The recruitment criteria selected individuals with moderate levels of dyskinesia. Therefore, the study population reflects only a segment of the patient population. The small sample size should also be increased in follow-up studies to ensure generalizability of results. In addition, a small number of tasks from the UPDRS and UDysRS were not assessed for practical reasons. While adjustments of rating scales are common practice, studies have shown that the UPDRS and UDysRS retain validity despite multiple missing items [
56,
57]. Future studies should also include healthy participants as controls.

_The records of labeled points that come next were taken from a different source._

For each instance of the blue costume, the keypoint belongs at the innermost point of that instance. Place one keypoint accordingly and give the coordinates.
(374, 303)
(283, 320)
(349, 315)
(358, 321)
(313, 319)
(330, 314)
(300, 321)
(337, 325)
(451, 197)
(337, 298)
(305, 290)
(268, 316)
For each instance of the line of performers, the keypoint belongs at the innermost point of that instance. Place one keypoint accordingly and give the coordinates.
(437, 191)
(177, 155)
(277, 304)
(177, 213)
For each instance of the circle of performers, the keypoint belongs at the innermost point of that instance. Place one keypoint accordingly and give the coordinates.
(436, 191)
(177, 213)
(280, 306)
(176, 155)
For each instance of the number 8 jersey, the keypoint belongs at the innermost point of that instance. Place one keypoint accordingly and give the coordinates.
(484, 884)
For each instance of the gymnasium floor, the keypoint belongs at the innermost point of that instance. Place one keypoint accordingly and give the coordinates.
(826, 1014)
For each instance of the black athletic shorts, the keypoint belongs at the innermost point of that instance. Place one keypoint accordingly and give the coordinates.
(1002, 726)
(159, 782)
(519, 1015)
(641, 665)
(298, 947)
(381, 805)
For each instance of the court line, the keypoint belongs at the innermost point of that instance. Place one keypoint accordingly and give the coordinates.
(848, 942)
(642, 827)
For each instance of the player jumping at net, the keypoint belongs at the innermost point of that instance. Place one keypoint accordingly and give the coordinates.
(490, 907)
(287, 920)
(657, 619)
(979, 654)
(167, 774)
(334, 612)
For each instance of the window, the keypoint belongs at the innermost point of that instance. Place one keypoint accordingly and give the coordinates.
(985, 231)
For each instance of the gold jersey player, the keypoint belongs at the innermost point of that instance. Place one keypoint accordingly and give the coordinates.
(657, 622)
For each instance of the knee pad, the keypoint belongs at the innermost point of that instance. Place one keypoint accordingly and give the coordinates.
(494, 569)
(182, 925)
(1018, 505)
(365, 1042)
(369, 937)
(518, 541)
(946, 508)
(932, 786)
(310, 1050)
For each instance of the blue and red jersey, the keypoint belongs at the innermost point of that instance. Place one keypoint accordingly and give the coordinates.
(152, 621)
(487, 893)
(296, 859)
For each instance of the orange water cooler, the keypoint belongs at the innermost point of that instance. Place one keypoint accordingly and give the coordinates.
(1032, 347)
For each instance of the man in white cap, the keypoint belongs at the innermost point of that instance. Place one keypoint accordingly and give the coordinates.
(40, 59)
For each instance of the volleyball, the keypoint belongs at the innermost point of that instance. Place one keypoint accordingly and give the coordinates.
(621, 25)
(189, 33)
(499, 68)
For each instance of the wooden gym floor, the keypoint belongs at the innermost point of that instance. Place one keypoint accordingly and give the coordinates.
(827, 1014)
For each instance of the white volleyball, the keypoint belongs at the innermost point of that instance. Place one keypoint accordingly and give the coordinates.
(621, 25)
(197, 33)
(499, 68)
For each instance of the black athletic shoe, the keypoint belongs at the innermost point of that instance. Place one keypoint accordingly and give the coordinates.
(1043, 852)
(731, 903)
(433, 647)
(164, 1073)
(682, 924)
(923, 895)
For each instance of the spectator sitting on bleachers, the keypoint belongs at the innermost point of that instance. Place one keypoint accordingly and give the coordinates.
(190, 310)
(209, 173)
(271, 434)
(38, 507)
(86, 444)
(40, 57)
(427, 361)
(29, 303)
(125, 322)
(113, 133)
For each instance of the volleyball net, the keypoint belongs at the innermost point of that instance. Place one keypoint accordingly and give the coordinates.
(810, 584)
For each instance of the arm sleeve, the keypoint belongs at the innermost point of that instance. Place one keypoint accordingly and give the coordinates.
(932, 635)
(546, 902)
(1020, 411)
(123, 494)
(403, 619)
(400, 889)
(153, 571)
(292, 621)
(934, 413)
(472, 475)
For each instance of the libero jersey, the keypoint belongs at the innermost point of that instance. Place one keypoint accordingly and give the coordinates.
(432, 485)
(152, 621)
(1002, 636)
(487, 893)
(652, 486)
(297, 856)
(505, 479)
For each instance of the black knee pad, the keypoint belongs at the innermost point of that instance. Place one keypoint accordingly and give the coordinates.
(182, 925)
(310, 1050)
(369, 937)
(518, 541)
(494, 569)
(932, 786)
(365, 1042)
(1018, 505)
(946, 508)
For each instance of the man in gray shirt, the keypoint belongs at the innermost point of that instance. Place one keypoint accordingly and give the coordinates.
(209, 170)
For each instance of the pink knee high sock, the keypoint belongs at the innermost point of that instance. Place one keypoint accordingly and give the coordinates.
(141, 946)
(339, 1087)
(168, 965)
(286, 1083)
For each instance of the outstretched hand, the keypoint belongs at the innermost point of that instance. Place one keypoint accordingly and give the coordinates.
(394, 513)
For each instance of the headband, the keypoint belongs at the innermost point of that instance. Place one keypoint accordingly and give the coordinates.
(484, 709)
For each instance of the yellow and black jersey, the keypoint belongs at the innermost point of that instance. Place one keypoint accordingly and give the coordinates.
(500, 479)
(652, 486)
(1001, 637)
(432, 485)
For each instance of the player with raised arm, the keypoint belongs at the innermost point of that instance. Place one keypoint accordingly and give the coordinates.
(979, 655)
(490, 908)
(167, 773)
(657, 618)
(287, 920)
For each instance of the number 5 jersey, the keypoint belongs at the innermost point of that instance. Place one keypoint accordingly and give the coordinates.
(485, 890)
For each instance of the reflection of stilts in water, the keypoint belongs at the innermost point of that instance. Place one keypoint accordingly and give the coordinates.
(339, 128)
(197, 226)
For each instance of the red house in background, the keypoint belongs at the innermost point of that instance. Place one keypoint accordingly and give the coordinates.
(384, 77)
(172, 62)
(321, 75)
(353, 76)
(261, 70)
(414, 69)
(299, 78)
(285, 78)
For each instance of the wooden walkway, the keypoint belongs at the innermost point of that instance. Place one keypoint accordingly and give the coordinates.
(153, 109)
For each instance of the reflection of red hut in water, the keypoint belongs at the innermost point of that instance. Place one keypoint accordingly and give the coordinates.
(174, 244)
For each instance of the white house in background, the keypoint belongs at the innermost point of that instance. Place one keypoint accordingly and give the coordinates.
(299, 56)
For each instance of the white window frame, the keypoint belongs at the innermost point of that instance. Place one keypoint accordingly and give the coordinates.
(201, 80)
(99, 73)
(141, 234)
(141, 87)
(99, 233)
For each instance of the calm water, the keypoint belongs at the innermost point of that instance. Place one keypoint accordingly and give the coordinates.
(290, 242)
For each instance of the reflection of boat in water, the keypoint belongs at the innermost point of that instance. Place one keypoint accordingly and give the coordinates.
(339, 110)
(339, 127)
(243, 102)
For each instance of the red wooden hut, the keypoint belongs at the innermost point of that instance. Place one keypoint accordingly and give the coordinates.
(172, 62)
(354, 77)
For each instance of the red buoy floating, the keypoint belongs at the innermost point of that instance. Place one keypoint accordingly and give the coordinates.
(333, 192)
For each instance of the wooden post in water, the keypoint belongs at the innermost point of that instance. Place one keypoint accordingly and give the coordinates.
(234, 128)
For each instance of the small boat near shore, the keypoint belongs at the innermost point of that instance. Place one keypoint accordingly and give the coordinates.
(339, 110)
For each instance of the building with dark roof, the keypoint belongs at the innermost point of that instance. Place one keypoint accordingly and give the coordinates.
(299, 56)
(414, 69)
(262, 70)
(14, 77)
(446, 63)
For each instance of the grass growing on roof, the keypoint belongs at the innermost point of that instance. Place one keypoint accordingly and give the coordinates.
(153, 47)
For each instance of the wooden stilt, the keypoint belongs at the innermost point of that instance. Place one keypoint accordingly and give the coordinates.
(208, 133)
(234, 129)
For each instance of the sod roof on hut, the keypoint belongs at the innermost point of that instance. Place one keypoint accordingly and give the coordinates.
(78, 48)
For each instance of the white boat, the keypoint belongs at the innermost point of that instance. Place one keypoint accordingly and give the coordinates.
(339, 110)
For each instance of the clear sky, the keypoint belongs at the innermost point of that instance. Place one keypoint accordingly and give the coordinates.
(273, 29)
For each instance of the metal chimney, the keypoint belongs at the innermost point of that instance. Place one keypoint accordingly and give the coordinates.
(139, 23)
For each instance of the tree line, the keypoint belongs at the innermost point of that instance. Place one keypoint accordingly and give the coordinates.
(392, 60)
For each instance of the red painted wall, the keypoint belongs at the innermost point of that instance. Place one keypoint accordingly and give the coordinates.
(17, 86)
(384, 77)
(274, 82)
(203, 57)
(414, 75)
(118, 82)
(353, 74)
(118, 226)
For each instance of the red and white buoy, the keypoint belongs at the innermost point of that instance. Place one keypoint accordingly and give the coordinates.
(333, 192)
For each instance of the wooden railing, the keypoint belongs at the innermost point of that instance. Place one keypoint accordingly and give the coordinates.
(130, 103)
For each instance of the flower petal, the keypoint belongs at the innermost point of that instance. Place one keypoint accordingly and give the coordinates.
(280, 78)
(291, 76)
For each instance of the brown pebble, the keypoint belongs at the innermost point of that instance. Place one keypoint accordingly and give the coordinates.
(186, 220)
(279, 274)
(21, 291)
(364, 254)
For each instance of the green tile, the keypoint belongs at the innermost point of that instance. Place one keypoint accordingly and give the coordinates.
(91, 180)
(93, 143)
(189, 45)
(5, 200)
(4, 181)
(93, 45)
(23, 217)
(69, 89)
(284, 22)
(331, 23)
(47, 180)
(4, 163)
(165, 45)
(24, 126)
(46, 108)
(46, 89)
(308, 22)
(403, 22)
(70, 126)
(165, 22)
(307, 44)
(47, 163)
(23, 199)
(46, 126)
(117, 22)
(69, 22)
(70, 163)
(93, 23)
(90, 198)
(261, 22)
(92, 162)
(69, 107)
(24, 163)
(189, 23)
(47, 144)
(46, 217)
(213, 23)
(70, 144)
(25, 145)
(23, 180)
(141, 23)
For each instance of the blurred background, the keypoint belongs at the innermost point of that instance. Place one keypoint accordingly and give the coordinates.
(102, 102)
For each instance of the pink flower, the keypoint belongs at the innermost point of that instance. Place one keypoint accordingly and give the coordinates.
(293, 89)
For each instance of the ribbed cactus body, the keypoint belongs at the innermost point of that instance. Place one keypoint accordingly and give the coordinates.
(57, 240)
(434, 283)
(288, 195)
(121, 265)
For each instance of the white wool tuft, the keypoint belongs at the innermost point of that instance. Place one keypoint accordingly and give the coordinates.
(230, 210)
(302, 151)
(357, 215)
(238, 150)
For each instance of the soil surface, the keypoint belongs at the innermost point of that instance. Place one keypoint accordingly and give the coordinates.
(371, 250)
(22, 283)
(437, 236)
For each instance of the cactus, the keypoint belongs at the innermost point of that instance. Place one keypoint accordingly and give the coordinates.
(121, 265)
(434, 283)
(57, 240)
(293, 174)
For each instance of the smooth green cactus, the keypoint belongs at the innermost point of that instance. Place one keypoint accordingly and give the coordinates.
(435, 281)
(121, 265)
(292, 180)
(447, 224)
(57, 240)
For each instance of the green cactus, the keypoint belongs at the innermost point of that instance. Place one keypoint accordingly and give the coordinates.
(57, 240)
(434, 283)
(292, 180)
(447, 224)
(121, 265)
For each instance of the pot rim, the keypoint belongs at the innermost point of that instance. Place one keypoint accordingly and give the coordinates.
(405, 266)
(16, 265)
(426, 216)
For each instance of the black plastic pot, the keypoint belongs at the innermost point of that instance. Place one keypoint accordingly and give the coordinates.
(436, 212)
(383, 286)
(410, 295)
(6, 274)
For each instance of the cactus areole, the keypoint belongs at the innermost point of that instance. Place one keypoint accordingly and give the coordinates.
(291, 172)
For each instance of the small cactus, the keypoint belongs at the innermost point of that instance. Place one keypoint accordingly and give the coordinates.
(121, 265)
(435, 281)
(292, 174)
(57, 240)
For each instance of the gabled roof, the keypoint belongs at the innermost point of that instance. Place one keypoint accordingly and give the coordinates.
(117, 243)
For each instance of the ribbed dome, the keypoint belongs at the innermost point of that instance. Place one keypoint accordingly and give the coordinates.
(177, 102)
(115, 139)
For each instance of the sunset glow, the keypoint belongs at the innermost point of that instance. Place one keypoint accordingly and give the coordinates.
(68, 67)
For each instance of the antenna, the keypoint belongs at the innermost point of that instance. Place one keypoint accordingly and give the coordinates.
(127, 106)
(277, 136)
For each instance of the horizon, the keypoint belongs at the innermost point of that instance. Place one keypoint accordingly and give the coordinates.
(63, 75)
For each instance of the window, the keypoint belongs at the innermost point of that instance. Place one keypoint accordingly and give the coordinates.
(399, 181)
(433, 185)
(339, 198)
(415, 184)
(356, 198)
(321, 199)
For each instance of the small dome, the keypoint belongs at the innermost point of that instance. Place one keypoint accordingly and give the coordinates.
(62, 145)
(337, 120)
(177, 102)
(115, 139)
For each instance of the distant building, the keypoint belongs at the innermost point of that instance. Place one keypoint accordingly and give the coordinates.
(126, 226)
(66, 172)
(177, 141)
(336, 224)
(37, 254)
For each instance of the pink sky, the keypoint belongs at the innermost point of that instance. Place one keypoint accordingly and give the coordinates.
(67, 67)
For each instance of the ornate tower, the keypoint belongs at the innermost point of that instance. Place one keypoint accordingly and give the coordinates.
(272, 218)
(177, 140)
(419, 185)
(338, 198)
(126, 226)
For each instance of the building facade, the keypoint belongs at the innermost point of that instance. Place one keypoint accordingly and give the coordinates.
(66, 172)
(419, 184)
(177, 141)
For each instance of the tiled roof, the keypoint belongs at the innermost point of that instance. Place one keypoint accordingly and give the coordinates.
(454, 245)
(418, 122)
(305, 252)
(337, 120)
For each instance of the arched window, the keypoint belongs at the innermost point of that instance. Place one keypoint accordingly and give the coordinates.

Regression performance is reported using correlation; however, it is unclear what would be a clinically useful level of agreement. Furthermore, while a high correlation may indicate that a method is able to mimic clinicians, validation based on agreement with clinical ratings does not provide insight into whether such technologies can achieve better sensitivity to clinically important changes than subjective rating scales. Additional investigation is required to compare the sensitivity of the proposed system to validated clinical measures.